The recent earnings trend for the big banks has been big earnings surprises, with the obvious suggestion that the financial sector is recovering, the economy is coming back and the government's intervention efforts are working.
(From Barons): "The question naturally arises: How did the banks, so many of which seemed to be slouching toward extinction, get their act together to the point where they were in the black in January and February?
In search of an answer, we turned up an intriguing explanation for this magical metamorphosis by Zero Hedge, a savvy and punchy blog focusing on things financial. Not to keep you in suspense, Zero Hedge fingers AIG , that repository of financial ills and insatiable consumer of taxpayer pittances, as the agent of the banks' miraculous recovery.
But not quite the way you might think.
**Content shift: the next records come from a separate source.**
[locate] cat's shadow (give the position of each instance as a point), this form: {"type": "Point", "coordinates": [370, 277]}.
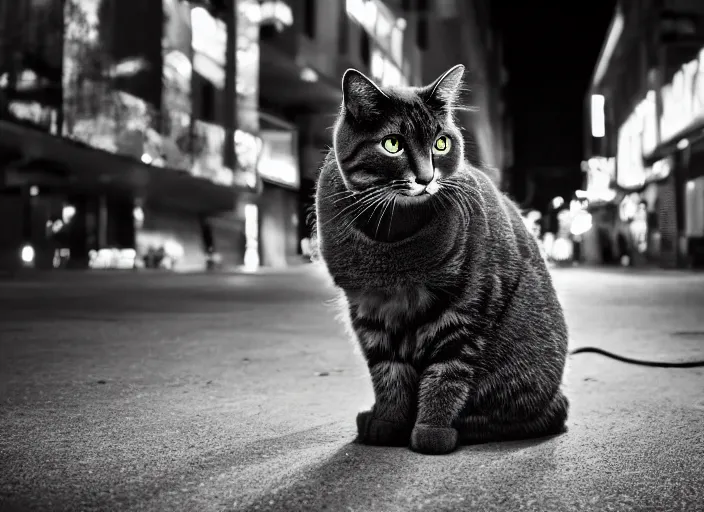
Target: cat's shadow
{"type": "Point", "coordinates": [357, 475]}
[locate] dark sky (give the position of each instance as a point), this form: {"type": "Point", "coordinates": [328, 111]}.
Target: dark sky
{"type": "Point", "coordinates": [551, 49]}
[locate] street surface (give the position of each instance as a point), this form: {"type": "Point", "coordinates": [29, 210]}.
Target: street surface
{"type": "Point", "coordinates": [239, 392]}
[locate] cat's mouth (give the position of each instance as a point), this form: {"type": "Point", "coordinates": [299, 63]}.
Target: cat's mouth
{"type": "Point", "coordinates": [415, 189]}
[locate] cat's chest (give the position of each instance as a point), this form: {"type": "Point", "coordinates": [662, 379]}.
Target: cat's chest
{"type": "Point", "coordinates": [395, 309]}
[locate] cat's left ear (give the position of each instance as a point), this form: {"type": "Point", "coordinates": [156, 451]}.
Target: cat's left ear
{"type": "Point", "coordinates": [445, 91]}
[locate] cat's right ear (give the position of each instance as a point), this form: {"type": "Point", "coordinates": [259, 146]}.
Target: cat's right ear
{"type": "Point", "coordinates": [360, 95]}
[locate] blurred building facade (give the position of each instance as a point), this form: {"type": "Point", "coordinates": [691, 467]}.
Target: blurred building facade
{"type": "Point", "coordinates": [200, 131]}
{"type": "Point", "coordinates": [395, 42]}
{"type": "Point", "coordinates": [127, 147]}
{"type": "Point", "coordinates": [644, 134]}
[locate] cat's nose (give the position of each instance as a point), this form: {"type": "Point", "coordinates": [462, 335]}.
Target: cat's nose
{"type": "Point", "coordinates": [426, 176]}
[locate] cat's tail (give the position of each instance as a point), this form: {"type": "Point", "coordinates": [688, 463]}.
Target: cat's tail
{"type": "Point", "coordinates": [640, 362]}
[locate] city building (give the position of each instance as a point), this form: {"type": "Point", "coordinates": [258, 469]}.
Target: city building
{"type": "Point", "coordinates": [308, 45]}
{"type": "Point", "coordinates": [644, 136]}
{"type": "Point", "coordinates": [122, 148]}
{"type": "Point", "coordinates": [449, 32]}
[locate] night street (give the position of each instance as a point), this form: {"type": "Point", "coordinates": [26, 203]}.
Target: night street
{"type": "Point", "coordinates": [239, 392]}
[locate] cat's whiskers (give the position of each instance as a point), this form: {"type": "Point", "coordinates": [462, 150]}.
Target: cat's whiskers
{"type": "Point", "coordinates": [373, 202]}
{"type": "Point", "coordinates": [361, 201]}
{"type": "Point", "coordinates": [387, 200]}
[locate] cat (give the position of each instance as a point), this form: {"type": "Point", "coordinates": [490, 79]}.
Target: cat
{"type": "Point", "coordinates": [445, 289]}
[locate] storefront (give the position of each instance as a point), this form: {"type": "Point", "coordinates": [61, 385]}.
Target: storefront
{"type": "Point", "coordinates": [141, 161]}
{"type": "Point", "coordinates": [279, 202]}
{"type": "Point", "coordinates": [679, 160]}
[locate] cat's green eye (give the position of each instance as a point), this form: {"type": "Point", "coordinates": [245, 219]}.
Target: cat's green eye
{"type": "Point", "coordinates": [442, 145]}
{"type": "Point", "coordinates": [391, 144]}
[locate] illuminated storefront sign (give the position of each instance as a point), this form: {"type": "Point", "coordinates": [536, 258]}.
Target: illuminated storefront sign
{"type": "Point", "coordinates": [600, 174]}
{"type": "Point", "coordinates": [636, 137]}
{"type": "Point", "coordinates": [683, 98]}
{"type": "Point", "coordinates": [30, 62]}
{"type": "Point", "coordinates": [385, 71]}
{"type": "Point", "coordinates": [279, 161]}
{"type": "Point", "coordinates": [277, 13]}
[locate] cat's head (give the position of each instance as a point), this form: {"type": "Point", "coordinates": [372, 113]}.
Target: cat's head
{"type": "Point", "coordinates": [402, 138]}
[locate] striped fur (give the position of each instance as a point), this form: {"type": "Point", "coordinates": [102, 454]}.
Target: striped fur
{"type": "Point", "coordinates": [458, 321]}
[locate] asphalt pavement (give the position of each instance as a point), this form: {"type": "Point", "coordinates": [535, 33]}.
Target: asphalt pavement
{"type": "Point", "coordinates": [239, 392]}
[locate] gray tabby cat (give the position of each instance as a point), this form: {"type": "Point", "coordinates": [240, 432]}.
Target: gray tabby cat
{"type": "Point", "coordinates": [448, 295]}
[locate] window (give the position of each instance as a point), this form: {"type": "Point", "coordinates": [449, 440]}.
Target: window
{"type": "Point", "coordinates": [343, 34]}
{"type": "Point", "coordinates": [309, 18]}
{"type": "Point", "coordinates": [422, 34]}
{"type": "Point", "coordinates": [207, 97]}
{"type": "Point", "coordinates": [365, 49]}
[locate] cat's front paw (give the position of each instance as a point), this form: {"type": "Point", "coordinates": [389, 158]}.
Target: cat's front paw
{"type": "Point", "coordinates": [374, 431]}
{"type": "Point", "coordinates": [431, 440]}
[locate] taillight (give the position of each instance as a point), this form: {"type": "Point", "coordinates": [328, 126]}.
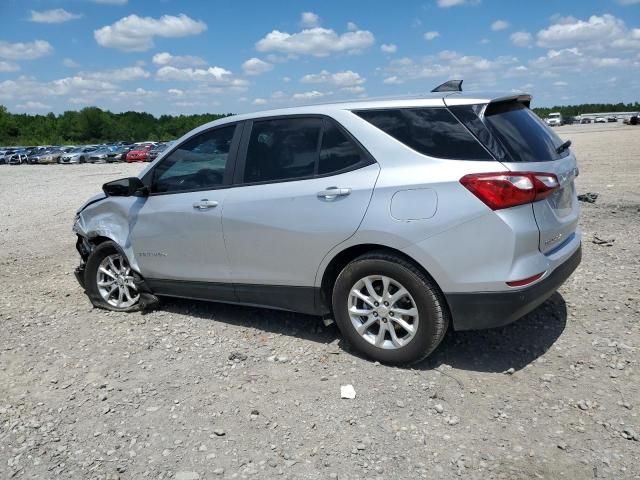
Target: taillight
{"type": "Point", "coordinates": [508, 189]}
{"type": "Point", "coordinates": [525, 281]}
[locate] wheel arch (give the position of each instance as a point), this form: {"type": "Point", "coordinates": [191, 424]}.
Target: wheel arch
{"type": "Point", "coordinates": [344, 257]}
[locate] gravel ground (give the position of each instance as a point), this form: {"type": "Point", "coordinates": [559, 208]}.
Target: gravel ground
{"type": "Point", "coordinates": [197, 390]}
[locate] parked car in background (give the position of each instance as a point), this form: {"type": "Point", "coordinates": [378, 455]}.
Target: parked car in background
{"type": "Point", "coordinates": [19, 157]}
{"type": "Point", "coordinates": [158, 149]}
{"type": "Point", "coordinates": [100, 155]}
{"type": "Point", "coordinates": [555, 119]}
{"type": "Point", "coordinates": [139, 154]}
{"type": "Point", "coordinates": [118, 153]}
{"type": "Point", "coordinates": [5, 155]}
{"type": "Point", "coordinates": [78, 155]}
{"type": "Point", "coordinates": [53, 155]}
{"type": "Point", "coordinates": [399, 219]}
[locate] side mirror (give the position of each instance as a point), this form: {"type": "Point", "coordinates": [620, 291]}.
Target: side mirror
{"type": "Point", "coordinates": [125, 187]}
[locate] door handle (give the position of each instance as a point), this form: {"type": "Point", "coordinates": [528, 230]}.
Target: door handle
{"type": "Point", "coordinates": [332, 193]}
{"type": "Point", "coordinates": [205, 204]}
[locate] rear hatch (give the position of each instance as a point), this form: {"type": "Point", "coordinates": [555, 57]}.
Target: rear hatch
{"type": "Point", "coordinates": [521, 141]}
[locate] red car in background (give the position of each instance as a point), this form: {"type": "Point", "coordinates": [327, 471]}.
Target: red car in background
{"type": "Point", "coordinates": [139, 154]}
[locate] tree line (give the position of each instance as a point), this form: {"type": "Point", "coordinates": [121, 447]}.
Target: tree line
{"type": "Point", "coordinates": [94, 125]}
{"type": "Point", "coordinates": [576, 110]}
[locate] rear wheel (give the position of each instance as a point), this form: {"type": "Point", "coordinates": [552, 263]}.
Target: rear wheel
{"type": "Point", "coordinates": [388, 309]}
{"type": "Point", "coordinates": [109, 280]}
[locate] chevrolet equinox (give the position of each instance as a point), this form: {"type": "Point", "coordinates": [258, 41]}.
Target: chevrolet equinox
{"type": "Point", "coordinates": [397, 218]}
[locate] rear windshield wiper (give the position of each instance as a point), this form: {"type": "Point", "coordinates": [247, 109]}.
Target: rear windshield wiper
{"type": "Point", "coordinates": [563, 147]}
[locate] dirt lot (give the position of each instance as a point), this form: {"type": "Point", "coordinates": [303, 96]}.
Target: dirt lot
{"type": "Point", "coordinates": [198, 390]}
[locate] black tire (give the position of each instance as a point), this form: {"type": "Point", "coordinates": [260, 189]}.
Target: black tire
{"type": "Point", "coordinates": [429, 301]}
{"type": "Point", "coordinates": [90, 277]}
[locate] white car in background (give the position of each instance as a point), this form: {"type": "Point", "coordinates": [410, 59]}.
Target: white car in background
{"type": "Point", "coordinates": [555, 119]}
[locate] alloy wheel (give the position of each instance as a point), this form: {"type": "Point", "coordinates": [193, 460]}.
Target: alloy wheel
{"type": "Point", "coordinates": [115, 282]}
{"type": "Point", "coordinates": [383, 312]}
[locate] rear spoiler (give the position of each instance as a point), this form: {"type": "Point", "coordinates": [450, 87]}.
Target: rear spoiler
{"type": "Point", "coordinates": [449, 86]}
{"type": "Point", "coordinates": [454, 99]}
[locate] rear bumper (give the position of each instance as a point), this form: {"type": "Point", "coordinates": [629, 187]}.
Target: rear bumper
{"type": "Point", "coordinates": [476, 311]}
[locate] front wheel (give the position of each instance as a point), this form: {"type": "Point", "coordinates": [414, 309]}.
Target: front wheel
{"type": "Point", "coordinates": [109, 280]}
{"type": "Point", "coordinates": [388, 309]}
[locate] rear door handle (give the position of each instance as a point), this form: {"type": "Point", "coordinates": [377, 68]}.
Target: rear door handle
{"type": "Point", "coordinates": [205, 204]}
{"type": "Point", "coordinates": [332, 193]}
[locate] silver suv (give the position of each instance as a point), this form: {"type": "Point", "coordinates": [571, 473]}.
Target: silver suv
{"type": "Point", "coordinates": [397, 218]}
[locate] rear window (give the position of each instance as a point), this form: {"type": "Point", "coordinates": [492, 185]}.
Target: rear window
{"type": "Point", "coordinates": [512, 132]}
{"type": "Point", "coordinates": [431, 131]}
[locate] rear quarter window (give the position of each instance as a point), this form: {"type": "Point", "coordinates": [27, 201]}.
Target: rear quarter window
{"type": "Point", "coordinates": [431, 131]}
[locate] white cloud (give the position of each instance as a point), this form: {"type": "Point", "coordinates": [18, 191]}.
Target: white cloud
{"type": "Point", "coordinates": [521, 39]}
{"type": "Point", "coordinates": [355, 90]}
{"type": "Point", "coordinates": [312, 95]}
{"type": "Point", "coordinates": [575, 59]}
{"type": "Point", "coordinates": [597, 33]}
{"type": "Point", "coordinates": [216, 76]}
{"type": "Point", "coordinates": [57, 15]}
{"type": "Point", "coordinates": [33, 105]}
{"type": "Point", "coordinates": [317, 41]}
{"type": "Point", "coordinates": [70, 63]}
{"type": "Point", "coordinates": [135, 34]}
{"type": "Point", "coordinates": [9, 66]}
{"type": "Point", "coordinates": [254, 66]}
{"type": "Point", "coordinates": [456, 3]}
{"type": "Point", "coordinates": [26, 88]}
{"type": "Point", "coordinates": [25, 51]}
{"type": "Point", "coordinates": [449, 64]}
{"type": "Point", "coordinates": [211, 73]}
{"type": "Point", "coordinates": [309, 20]}
{"type": "Point", "coordinates": [499, 25]}
{"type": "Point", "coordinates": [118, 75]}
{"type": "Point", "coordinates": [393, 80]}
{"type": "Point", "coordinates": [388, 48]}
{"type": "Point", "coordinates": [165, 58]}
{"type": "Point", "coordinates": [339, 79]}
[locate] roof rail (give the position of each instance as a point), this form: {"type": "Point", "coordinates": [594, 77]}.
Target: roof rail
{"type": "Point", "coordinates": [449, 86]}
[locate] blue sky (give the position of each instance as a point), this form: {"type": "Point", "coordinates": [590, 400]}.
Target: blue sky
{"type": "Point", "coordinates": [181, 56]}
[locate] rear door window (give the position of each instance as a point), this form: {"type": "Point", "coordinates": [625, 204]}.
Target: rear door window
{"type": "Point", "coordinates": [282, 149]}
{"type": "Point", "coordinates": [524, 136]}
{"type": "Point", "coordinates": [198, 164]}
{"type": "Point", "coordinates": [431, 131]}
{"type": "Point", "coordinates": [338, 152]}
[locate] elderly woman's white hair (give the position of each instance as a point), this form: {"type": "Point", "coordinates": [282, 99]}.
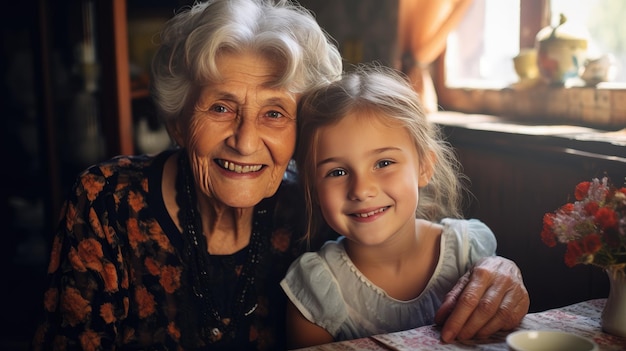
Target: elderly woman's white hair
{"type": "Point", "coordinates": [281, 30]}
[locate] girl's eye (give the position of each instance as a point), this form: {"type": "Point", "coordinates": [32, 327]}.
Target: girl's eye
{"type": "Point", "coordinates": [336, 173]}
{"type": "Point", "coordinates": [383, 163]}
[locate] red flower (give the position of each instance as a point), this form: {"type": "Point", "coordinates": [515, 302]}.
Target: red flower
{"type": "Point", "coordinates": [592, 208]}
{"type": "Point", "coordinates": [606, 218]}
{"type": "Point", "coordinates": [592, 227]}
{"type": "Point", "coordinates": [591, 244]}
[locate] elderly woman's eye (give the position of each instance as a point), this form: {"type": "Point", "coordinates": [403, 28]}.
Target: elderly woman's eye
{"type": "Point", "coordinates": [219, 109]}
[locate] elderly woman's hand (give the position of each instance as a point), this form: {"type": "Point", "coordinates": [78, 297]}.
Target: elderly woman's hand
{"type": "Point", "coordinates": [488, 298]}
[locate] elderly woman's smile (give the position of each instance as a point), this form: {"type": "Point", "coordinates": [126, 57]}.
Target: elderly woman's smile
{"type": "Point", "coordinates": [242, 133]}
{"type": "Point", "coordinates": [237, 168]}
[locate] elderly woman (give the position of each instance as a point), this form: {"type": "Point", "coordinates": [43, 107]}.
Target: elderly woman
{"type": "Point", "coordinates": [184, 250]}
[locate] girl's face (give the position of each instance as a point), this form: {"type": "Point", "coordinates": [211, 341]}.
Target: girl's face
{"type": "Point", "coordinates": [367, 178]}
{"type": "Point", "coordinates": [241, 133]}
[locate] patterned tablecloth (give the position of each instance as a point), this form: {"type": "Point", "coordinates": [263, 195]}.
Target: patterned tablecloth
{"type": "Point", "coordinates": [582, 319]}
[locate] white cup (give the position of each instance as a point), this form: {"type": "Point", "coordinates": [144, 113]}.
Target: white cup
{"type": "Point", "coordinates": [549, 340]}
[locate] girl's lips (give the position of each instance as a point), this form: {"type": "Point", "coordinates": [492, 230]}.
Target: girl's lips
{"type": "Point", "coordinates": [370, 213]}
{"type": "Point", "coordinates": [238, 168]}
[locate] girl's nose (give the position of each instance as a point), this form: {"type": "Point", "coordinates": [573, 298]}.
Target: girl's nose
{"type": "Point", "coordinates": [362, 186]}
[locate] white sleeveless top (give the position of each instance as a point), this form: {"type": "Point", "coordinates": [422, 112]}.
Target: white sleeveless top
{"type": "Point", "coordinates": [331, 292]}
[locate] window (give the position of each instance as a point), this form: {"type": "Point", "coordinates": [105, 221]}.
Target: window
{"type": "Point", "coordinates": [486, 59]}
{"type": "Point", "coordinates": [476, 73]}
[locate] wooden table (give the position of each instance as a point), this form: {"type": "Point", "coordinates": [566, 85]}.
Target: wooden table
{"type": "Point", "coordinates": [581, 318]}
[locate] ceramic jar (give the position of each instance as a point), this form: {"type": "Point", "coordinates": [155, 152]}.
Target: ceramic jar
{"type": "Point", "coordinates": [561, 51]}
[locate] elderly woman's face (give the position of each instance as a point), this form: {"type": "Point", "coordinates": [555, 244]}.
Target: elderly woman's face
{"type": "Point", "coordinates": [242, 133]}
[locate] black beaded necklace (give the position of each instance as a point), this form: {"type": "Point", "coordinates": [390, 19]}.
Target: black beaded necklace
{"type": "Point", "coordinates": [214, 327]}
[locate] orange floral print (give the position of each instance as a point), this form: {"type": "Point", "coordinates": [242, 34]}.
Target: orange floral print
{"type": "Point", "coordinates": [76, 308]}
{"type": "Point", "coordinates": [145, 302]}
{"type": "Point", "coordinates": [135, 200]}
{"type": "Point", "coordinates": [50, 299]}
{"type": "Point", "coordinates": [107, 170]}
{"type": "Point", "coordinates": [107, 313]}
{"type": "Point", "coordinates": [92, 184]}
{"type": "Point", "coordinates": [173, 331]}
{"type": "Point", "coordinates": [94, 221]}
{"type": "Point", "coordinates": [90, 341]}
{"type": "Point", "coordinates": [55, 255]}
{"type": "Point", "coordinates": [109, 234]}
{"type": "Point", "coordinates": [152, 266]}
{"type": "Point", "coordinates": [109, 275]}
{"type": "Point", "coordinates": [170, 278]}
{"type": "Point", "coordinates": [90, 252]}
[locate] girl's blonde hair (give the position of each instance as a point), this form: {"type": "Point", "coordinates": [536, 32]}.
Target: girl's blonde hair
{"type": "Point", "coordinates": [387, 94]}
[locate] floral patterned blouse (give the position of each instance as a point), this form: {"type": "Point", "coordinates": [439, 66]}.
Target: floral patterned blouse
{"type": "Point", "coordinates": [116, 277]}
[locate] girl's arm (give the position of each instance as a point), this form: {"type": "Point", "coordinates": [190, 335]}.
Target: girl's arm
{"type": "Point", "coordinates": [303, 333]}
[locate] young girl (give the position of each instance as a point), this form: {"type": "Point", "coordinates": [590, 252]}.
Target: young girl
{"type": "Point", "coordinates": [377, 173]}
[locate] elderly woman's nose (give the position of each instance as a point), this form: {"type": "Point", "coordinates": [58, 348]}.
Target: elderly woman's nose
{"type": "Point", "coordinates": [246, 138]}
{"type": "Point", "coordinates": [362, 186]}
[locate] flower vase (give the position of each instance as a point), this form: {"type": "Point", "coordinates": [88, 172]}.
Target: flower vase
{"type": "Point", "coordinates": [613, 318]}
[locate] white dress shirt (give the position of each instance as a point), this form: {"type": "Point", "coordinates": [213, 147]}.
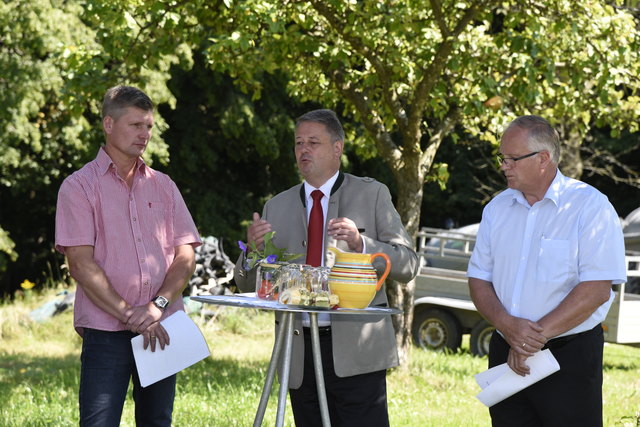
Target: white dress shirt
{"type": "Point", "coordinates": [323, 319]}
{"type": "Point", "coordinates": [535, 255]}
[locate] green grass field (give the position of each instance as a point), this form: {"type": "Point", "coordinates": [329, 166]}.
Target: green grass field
{"type": "Point", "coordinates": [39, 365]}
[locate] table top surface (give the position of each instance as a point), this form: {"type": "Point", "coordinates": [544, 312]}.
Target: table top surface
{"type": "Point", "coordinates": [250, 301]}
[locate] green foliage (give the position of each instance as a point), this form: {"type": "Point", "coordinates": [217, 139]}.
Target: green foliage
{"type": "Point", "coordinates": [411, 72]}
{"type": "Point", "coordinates": [269, 254]}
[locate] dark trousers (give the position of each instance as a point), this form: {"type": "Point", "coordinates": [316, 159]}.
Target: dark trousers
{"type": "Point", "coordinates": [359, 400]}
{"type": "Point", "coordinates": [570, 397]}
{"type": "Point", "coordinates": [107, 366]}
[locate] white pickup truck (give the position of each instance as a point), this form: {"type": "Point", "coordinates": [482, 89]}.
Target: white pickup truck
{"type": "Point", "coordinates": [443, 310]}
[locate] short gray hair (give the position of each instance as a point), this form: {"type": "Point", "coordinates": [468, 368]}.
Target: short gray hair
{"type": "Point", "coordinates": [541, 135]}
{"type": "Point", "coordinates": [328, 118]}
{"type": "Point", "coordinates": [118, 98]}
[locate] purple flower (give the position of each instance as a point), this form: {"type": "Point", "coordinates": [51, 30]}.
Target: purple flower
{"type": "Point", "coordinates": [271, 259]}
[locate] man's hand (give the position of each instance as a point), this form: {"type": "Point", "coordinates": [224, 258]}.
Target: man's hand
{"type": "Point", "coordinates": [142, 317]}
{"type": "Point", "coordinates": [524, 336]}
{"type": "Point", "coordinates": [518, 363]}
{"type": "Point", "coordinates": [155, 334]}
{"type": "Point", "coordinates": [345, 229]}
{"type": "Point", "coordinates": [257, 230]}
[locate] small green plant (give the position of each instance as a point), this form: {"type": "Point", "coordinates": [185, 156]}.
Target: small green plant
{"type": "Point", "coordinates": [269, 254]}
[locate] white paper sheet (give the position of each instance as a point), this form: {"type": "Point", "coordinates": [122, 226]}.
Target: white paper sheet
{"type": "Point", "coordinates": [187, 347]}
{"type": "Point", "coordinates": [500, 382]}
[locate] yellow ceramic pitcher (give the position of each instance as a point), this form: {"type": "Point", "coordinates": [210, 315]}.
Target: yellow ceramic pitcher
{"type": "Point", "coordinates": [354, 279]}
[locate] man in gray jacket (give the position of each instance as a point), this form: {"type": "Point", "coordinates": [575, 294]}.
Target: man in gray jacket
{"type": "Point", "coordinates": [358, 216]}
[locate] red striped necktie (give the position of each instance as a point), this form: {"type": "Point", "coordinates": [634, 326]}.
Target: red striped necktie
{"type": "Point", "coordinates": [315, 230]}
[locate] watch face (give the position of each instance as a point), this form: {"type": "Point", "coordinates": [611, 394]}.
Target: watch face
{"type": "Point", "coordinates": [161, 301]}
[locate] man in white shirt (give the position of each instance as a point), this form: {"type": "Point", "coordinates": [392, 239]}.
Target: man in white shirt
{"type": "Point", "coordinates": [547, 252]}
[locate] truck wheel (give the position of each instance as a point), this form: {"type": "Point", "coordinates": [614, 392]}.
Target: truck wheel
{"type": "Point", "coordinates": [480, 337]}
{"type": "Point", "coordinates": [436, 329]}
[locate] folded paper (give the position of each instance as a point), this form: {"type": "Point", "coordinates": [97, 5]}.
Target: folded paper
{"type": "Point", "coordinates": [500, 382]}
{"type": "Point", "coordinates": [187, 347]}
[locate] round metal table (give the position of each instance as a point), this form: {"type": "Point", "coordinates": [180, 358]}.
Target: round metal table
{"type": "Point", "coordinates": [285, 334]}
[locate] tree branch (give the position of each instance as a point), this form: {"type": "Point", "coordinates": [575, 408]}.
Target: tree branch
{"type": "Point", "coordinates": [433, 71]}
{"type": "Point", "coordinates": [382, 70]}
{"type": "Point", "coordinates": [371, 120]}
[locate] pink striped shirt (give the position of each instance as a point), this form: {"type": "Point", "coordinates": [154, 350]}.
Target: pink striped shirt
{"type": "Point", "coordinates": [133, 232]}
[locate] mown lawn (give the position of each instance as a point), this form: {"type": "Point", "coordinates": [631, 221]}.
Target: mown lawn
{"type": "Point", "coordinates": [39, 364]}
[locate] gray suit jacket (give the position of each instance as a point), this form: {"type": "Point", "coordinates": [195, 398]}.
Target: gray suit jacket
{"type": "Point", "coordinates": [361, 344]}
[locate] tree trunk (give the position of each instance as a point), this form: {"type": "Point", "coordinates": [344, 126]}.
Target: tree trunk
{"type": "Point", "coordinates": [401, 295]}
{"type": "Point", "coordinates": [571, 160]}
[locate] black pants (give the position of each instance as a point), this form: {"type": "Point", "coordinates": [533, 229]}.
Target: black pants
{"type": "Point", "coordinates": [359, 400]}
{"type": "Point", "coordinates": [570, 397]}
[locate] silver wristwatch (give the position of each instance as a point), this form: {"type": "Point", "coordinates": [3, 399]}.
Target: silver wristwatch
{"type": "Point", "coordinates": [160, 302]}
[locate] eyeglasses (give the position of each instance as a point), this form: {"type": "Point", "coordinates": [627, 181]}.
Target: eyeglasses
{"type": "Point", "coordinates": [510, 161]}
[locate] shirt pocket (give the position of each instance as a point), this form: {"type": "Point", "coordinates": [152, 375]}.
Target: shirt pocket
{"type": "Point", "coordinates": [553, 261]}
{"type": "Point", "coordinates": [160, 222]}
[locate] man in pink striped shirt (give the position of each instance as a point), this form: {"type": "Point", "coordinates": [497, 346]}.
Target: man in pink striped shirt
{"type": "Point", "coordinates": [129, 241]}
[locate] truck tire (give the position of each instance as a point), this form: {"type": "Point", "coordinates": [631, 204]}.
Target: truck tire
{"type": "Point", "coordinates": [480, 337]}
{"type": "Point", "coordinates": [436, 329]}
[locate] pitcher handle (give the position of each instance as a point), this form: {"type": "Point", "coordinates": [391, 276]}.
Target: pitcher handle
{"type": "Point", "coordinates": [386, 271]}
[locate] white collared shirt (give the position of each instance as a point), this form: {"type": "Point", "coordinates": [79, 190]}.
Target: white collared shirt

As Zero Hedge explains, AIG, desperate to hit up the Treasury for more moola, decided to throw in the towel and unwind its considerable portfolio of default-credit protection. In the process, the badly impaired insurer, unwittingly or not, "gifted the major bank counterparties with trades which were egregiously profitable to the banks."
This would largely explain, according to Zero Hedge, why a number of major banks actually, as they claimed, were profitable in January and February. But the profits, it is quick to point out, are of the one-shot variety, and, ultimately, they entailed a transfer of money from taxpayers to banks, with AIG acting as intermediary."
Now am I saying each and every bank reporting an earnings surprise is really just the beneficiary of the AIG bailout, or is just reporting a taxpayer funded single quarter earnings anomaly? Not necessarily, just saying that you should scrutinize the bank's earnings very carefully and that you should wait to see a multi-quarter trend before celebrating or hopping on the "the recession is almost over" bandwagon. Better yet, it's a perfect example of the need to always heavily scrutinize earnings reports.
Barrons.com: "Don't Bank on It" -- Saturday April 18, 2009.
Disclosure: at the time of publishing the author didn't own a position in any of the companies mentioned in this article; the ideas expressed are solely the opinions of the author and shouldn't be viewed as financial or investment advice.